State Compensation Insurance Fund v. Industrial Accident Commission

14 P.2d 140 | Cal. Ct. App. | 1932

On March 28, 1931, Griffith Roberts and Mary Roberts were man and wife residing in Oakland. They had two minor sons, Frank and Walter, both of whom were living with their parents. The parents were living together and both were employed by Mountain View Cemetery Association. The wife received $75 per month and the husband received $125 per month. When the pay was received the husband delivered his pay check to the wife and out of the common earnings she paid the expenses of the household. On the date last mentioned Mary Roberts sustained an industrial injury from which she died on May 30, 1931. An application was made by the surviving husband to have the claim of each of said minors fixed.

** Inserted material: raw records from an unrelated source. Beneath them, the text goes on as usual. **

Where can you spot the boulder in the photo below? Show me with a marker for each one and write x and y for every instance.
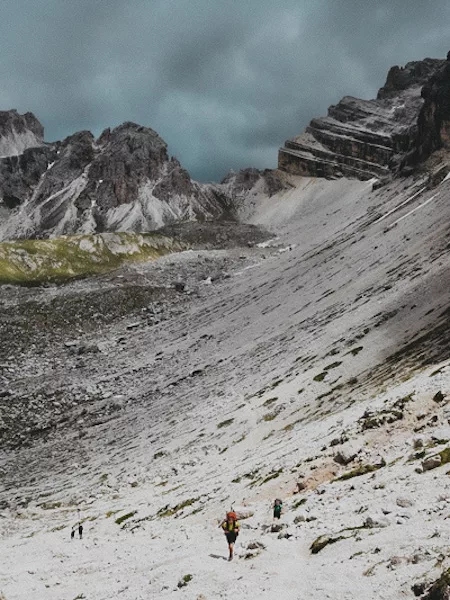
(372, 522)
(346, 454)
(432, 462)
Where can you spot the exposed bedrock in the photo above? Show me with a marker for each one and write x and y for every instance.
(373, 138)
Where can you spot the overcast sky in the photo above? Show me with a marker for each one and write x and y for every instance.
(224, 82)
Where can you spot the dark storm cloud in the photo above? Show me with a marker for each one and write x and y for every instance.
(224, 82)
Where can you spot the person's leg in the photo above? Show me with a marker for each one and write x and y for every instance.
(231, 548)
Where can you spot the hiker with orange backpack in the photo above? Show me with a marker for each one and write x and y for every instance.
(231, 529)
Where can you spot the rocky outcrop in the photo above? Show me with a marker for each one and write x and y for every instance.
(19, 132)
(365, 138)
(123, 181)
(433, 131)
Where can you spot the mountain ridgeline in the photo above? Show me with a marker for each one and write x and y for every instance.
(126, 181)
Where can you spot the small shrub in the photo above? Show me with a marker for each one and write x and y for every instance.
(125, 517)
(320, 376)
(333, 366)
(225, 423)
(270, 401)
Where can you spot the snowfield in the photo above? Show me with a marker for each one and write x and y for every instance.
(325, 365)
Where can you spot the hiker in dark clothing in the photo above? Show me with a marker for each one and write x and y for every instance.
(277, 506)
(231, 529)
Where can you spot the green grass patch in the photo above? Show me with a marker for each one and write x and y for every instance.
(355, 351)
(34, 262)
(50, 505)
(298, 503)
(168, 511)
(271, 476)
(361, 470)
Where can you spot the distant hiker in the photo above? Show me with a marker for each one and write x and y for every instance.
(231, 528)
(277, 506)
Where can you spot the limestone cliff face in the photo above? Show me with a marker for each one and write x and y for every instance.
(433, 131)
(19, 132)
(123, 181)
(368, 138)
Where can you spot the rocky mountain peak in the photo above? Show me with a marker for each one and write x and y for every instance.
(415, 73)
(122, 181)
(363, 139)
(19, 132)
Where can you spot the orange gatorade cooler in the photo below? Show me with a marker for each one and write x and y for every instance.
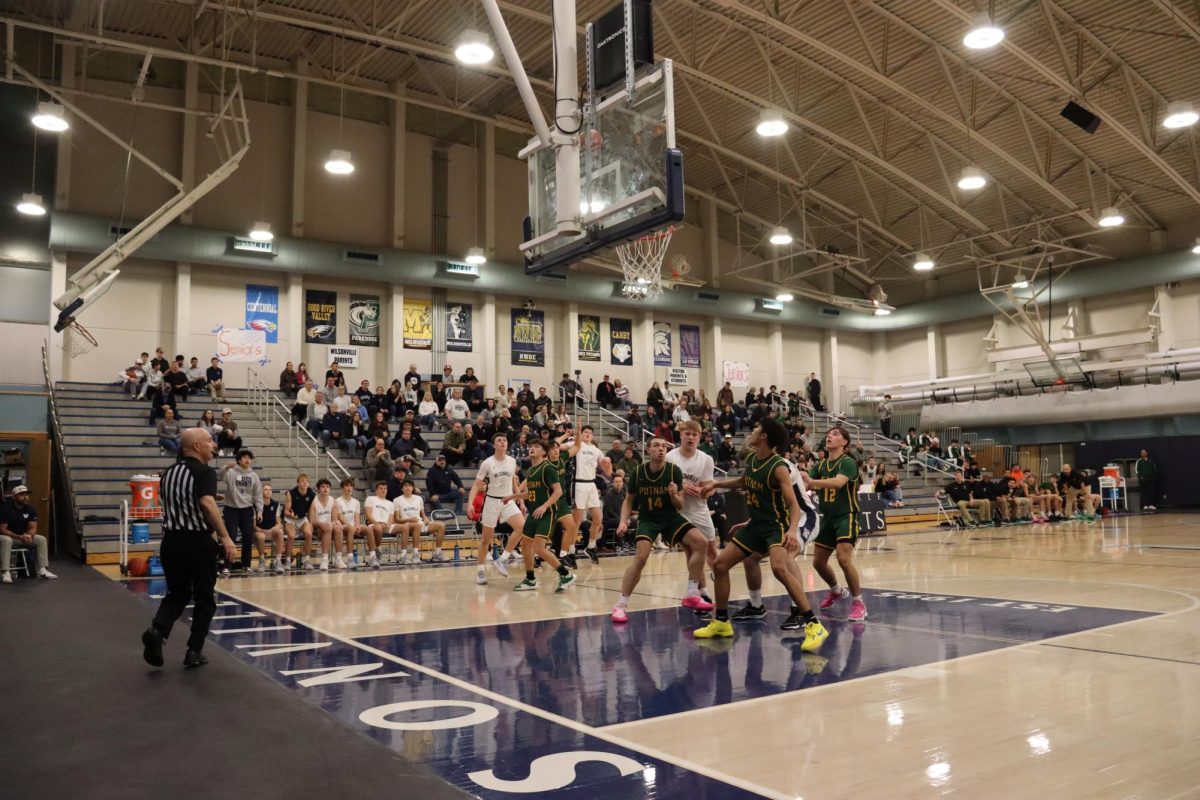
(145, 497)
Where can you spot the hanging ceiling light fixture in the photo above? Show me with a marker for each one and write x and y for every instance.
(772, 124)
(473, 47)
(972, 179)
(31, 204)
(780, 235)
(262, 232)
(1180, 114)
(983, 34)
(51, 116)
(1110, 217)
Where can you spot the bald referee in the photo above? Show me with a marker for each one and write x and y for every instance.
(190, 554)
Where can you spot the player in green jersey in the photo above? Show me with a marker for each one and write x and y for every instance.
(655, 491)
(543, 492)
(835, 481)
(774, 517)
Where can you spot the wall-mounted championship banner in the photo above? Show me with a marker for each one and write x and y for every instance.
(689, 347)
(528, 338)
(365, 317)
(418, 324)
(459, 328)
(589, 338)
(661, 344)
(621, 338)
(263, 311)
(319, 317)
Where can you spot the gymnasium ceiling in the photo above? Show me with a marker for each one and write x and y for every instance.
(886, 107)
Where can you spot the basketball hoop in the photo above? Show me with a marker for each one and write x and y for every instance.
(641, 260)
(77, 340)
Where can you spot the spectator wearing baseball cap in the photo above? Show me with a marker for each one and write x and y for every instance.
(18, 527)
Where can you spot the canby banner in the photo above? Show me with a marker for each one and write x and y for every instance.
(319, 317)
(621, 337)
(365, 318)
(589, 338)
(263, 311)
(418, 324)
(528, 338)
(459, 328)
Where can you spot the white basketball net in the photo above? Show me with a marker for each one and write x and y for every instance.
(77, 341)
(641, 260)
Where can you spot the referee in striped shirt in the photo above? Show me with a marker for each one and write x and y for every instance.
(189, 551)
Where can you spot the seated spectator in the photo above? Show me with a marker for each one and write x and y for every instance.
(315, 416)
(196, 378)
(168, 431)
(208, 422)
(454, 447)
(457, 410)
(288, 383)
(379, 461)
(427, 411)
(726, 453)
(444, 485)
(337, 432)
(18, 527)
(606, 394)
(161, 400)
(215, 376)
(227, 437)
(335, 374)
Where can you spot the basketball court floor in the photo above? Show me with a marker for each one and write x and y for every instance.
(1053, 661)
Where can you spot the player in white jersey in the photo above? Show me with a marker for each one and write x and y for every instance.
(697, 479)
(323, 519)
(413, 522)
(588, 458)
(379, 515)
(498, 476)
(349, 511)
(755, 609)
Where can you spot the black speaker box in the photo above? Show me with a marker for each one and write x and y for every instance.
(1081, 116)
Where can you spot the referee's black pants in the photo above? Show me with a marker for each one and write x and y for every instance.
(190, 565)
(241, 521)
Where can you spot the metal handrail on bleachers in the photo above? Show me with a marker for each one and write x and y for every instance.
(271, 411)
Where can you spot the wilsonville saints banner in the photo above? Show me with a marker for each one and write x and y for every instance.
(621, 335)
(528, 337)
(319, 317)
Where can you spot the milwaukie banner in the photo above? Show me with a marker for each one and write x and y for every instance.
(418, 324)
(689, 347)
(661, 344)
(365, 318)
(263, 311)
(459, 328)
(589, 338)
(528, 338)
(319, 317)
(621, 337)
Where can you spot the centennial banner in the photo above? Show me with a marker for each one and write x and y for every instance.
(689, 347)
(589, 338)
(528, 338)
(459, 328)
(263, 311)
(418, 324)
(319, 317)
(365, 318)
(661, 344)
(621, 340)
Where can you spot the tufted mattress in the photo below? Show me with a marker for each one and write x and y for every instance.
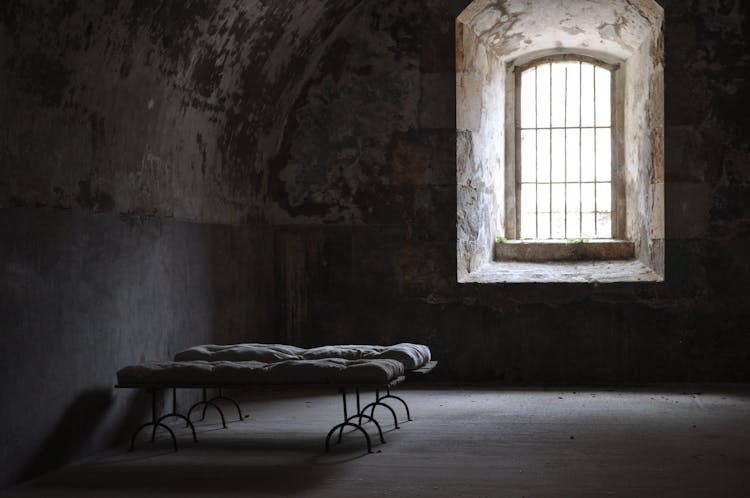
(411, 356)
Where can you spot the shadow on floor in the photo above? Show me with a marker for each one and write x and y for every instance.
(70, 434)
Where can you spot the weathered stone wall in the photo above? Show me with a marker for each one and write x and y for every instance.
(480, 94)
(375, 260)
(309, 151)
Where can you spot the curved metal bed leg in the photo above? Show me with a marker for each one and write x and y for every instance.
(205, 405)
(340, 427)
(377, 425)
(174, 438)
(234, 402)
(346, 416)
(135, 434)
(183, 417)
(221, 414)
(406, 406)
(153, 434)
(380, 403)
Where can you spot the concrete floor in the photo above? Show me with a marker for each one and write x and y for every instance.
(683, 441)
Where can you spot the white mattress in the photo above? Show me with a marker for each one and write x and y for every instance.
(412, 356)
(266, 353)
(243, 373)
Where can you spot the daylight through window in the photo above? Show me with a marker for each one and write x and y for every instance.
(564, 149)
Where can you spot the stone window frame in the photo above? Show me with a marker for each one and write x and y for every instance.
(489, 35)
(512, 148)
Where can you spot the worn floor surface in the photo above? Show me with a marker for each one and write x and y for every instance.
(676, 441)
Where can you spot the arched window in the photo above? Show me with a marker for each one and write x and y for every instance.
(565, 163)
(559, 141)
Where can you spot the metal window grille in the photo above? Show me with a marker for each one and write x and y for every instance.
(564, 150)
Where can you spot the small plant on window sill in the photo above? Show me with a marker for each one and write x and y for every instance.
(577, 240)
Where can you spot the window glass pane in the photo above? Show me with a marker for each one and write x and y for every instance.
(574, 87)
(587, 94)
(604, 196)
(528, 211)
(558, 155)
(572, 163)
(543, 203)
(587, 155)
(588, 228)
(602, 78)
(542, 155)
(542, 95)
(572, 149)
(528, 155)
(587, 198)
(558, 95)
(528, 101)
(604, 226)
(574, 210)
(558, 211)
(603, 154)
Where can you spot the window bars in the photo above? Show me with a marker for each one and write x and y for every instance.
(564, 150)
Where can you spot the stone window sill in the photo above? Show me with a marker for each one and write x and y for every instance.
(561, 250)
(606, 271)
(549, 261)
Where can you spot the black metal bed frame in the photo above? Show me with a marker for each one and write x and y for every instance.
(205, 402)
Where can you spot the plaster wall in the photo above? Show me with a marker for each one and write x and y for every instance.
(134, 146)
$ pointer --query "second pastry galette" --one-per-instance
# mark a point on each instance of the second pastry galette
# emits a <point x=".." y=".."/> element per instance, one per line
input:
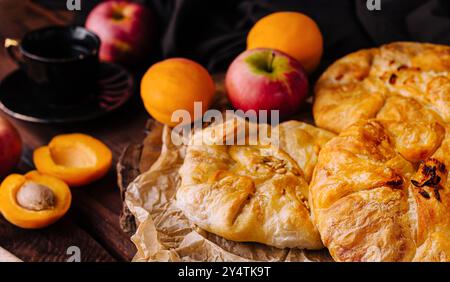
<point x="253" y="193"/>
<point x="401" y="81"/>
<point x="380" y="192"/>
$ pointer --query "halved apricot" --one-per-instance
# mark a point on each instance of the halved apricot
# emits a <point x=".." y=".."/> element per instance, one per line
<point x="77" y="159"/>
<point x="34" y="200"/>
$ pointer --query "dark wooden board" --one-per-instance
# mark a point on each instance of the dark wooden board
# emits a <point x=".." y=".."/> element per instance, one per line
<point x="93" y="221"/>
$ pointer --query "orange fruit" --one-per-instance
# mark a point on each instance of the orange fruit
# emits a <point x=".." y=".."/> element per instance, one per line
<point x="292" y="33"/>
<point x="176" y="84"/>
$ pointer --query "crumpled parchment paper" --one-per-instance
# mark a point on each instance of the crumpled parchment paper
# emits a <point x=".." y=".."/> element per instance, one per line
<point x="165" y="234"/>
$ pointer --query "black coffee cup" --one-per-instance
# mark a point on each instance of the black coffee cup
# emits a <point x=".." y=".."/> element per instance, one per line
<point x="61" y="60"/>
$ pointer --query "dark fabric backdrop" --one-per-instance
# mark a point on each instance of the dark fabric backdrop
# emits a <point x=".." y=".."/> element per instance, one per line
<point x="213" y="32"/>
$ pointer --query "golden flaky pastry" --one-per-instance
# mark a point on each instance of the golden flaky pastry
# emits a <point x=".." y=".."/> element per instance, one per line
<point x="380" y="192"/>
<point x="400" y="81"/>
<point x="253" y="193"/>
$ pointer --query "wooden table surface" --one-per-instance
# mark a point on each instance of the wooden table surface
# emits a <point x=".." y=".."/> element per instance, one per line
<point x="92" y="224"/>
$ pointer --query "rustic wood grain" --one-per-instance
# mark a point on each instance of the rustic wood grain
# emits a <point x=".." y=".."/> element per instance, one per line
<point x="93" y="221"/>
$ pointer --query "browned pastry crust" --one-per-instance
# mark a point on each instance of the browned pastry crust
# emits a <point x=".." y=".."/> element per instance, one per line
<point x="253" y="193"/>
<point x="401" y="81"/>
<point x="380" y="192"/>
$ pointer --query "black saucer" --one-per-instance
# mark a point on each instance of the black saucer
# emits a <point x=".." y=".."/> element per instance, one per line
<point x="19" y="98"/>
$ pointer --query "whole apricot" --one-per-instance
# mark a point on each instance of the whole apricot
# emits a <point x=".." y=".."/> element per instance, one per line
<point x="176" y="84"/>
<point x="292" y="33"/>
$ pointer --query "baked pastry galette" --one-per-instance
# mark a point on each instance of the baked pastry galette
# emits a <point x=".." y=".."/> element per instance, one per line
<point x="253" y="192"/>
<point x="399" y="81"/>
<point x="380" y="192"/>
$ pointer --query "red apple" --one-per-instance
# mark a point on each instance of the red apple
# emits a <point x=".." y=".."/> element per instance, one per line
<point x="127" y="31"/>
<point x="266" y="79"/>
<point x="10" y="147"/>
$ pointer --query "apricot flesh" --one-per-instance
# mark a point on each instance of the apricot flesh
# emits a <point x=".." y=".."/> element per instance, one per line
<point x="34" y="200"/>
<point x="77" y="159"/>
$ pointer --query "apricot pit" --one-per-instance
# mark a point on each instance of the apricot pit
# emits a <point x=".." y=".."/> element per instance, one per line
<point x="34" y="200"/>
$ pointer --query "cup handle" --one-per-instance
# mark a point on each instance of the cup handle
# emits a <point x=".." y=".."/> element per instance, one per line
<point x="10" y="45"/>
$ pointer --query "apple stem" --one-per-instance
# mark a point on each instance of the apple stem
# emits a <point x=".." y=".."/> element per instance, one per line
<point x="270" y="62"/>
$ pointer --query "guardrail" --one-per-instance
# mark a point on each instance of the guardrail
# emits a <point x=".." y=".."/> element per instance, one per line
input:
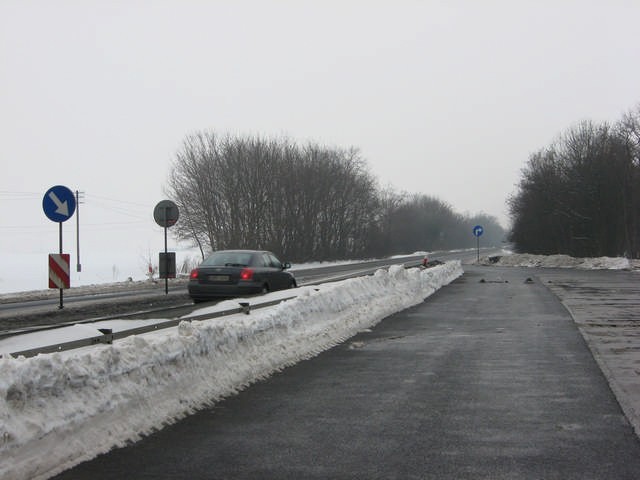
<point x="108" y="336"/>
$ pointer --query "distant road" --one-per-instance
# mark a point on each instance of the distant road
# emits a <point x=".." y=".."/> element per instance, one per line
<point x="487" y="379"/>
<point x="96" y="304"/>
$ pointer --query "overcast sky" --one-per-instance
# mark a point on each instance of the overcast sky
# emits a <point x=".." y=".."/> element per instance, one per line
<point x="446" y="98"/>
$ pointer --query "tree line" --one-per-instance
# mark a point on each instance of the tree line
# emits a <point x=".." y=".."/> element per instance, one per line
<point x="305" y="202"/>
<point x="581" y="195"/>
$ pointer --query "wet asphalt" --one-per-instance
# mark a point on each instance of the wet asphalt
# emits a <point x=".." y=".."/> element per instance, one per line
<point x="489" y="378"/>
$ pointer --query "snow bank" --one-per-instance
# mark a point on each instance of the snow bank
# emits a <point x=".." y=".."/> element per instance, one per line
<point x="560" y="261"/>
<point x="60" y="409"/>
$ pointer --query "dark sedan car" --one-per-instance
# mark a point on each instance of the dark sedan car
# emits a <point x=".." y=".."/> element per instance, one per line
<point x="228" y="273"/>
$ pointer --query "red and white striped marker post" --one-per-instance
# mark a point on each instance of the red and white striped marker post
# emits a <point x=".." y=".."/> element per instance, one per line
<point x="59" y="272"/>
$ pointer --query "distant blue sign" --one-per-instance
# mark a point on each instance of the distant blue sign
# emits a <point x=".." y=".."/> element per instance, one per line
<point x="59" y="203"/>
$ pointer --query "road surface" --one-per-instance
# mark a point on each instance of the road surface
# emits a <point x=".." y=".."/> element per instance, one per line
<point x="488" y="379"/>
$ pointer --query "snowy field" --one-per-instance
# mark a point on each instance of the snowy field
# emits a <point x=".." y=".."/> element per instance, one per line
<point x="60" y="409"/>
<point x="509" y="259"/>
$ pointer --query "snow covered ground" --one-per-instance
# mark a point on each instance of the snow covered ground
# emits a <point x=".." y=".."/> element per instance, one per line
<point x="57" y="410"/>
<point x="509" y="259"/>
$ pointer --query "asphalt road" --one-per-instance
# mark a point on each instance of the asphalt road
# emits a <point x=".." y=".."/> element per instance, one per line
<point x="487" y="379"/>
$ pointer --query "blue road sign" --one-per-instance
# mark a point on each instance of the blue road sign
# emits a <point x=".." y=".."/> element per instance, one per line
<point x="59" y="203"/>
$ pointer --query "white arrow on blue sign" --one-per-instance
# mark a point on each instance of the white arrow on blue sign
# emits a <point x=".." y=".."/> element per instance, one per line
<point x="59" y="203"/>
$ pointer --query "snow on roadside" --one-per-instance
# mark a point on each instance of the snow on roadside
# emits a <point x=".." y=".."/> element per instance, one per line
<point x="60" y="409"/>
<point x="560" y="261"/>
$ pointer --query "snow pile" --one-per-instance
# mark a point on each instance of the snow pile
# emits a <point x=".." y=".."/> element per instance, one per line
<point x="560" y="261"/>
<point x="60" y="409"/>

The respondent Commission thereafter filed its findings and award and, among other things, found: "3. The employee left surviving her, wholly dependent, Frank Roberts, a minor child, who is entitled to a death benefit of $2479.48 . . . 4. The employee left surviving her Walter Roberts, a minor, who was partially dependent upon her for support." [1] The petitioner contends that under the facts the third finding was not sustained by the evidence. The respondent Commission contends that it was and that said finding was made in direct compliance with section 14 (a) (2) of the Workmen's Compensation Act [as amended by Stats. 1919, p. 917, sec. 5]. The petitioner replies that the statute is ambiguous and it cites and relies on Fox v. Industrial Acc.Com., 194 Cal. 173 [228 P. 38]. Merely because the minors involved in that litigation were domiciled in Japan the respondent Commission seeks to distinguish that case from the instant case. We think the distinction is immaterial and that the case cited by the petitioner is controlling and should be followed by this court. On the authority of that case the award should be and it is hereby annulled, and the proceeding is remanded for further action by the Commission in accordance with this decision.